Nationwide Building Society’s £2.9bn acquisition of Virgin Money is set to conclude next week following judicial approval.
The legal endorsement was secured at a specialist companies court in London on Friday, marking a pivotal step in the consolidation of two of the UK’s prominent retail lenders. This follows Nationwide’s agreement in March to a 220p-per-share takeover, which includes a 2p-per-share dividend payout for shareholders of the Newcastle-based Virgin Money.
Judge Sir Anthony Mann, overseeing the proceedings, affirmed the compliance with legal prerequisites during the brief hearing, stating, ‘It’s obviously a sensible scheme with financial benefits. There is no apparent blot on this scheme.’

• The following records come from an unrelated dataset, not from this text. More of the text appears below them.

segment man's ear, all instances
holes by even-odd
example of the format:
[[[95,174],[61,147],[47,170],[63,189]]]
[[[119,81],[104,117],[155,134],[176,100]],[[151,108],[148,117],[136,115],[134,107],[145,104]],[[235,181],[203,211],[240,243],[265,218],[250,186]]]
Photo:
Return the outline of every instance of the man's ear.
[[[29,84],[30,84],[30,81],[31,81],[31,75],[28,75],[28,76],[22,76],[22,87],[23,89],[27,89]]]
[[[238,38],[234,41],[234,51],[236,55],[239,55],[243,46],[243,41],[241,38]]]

The deal, championed by 90% of shareholders who voted in favour at a meeting in May, had previously attained regulatory approval from both the Financial Conduct Authority and the Bank of England’s Prudential Regulation Authority earlier this month.
Upon completion, the merger will amalgamate Britain’s fifth and sixth largest retail lenders, forming a conglomerate with approximately 24.5 million customers, a workforce exceeding 25,000, and nearly 700 branches nationwide. However, this strategic move foresees the eventual cessation of the Virgin Money brand, with a rebranding to Nationwide anticipated within six years, despite the initial retention of both brands.
In a joint statement released on Friday, representatives from Virgin Money and Nationwide confirmed the deal’s expected effective date as October 1.
The merger signifies a substantial transformation in the landscape of British retail banking, poised to enhance service provisions across a vast customer base.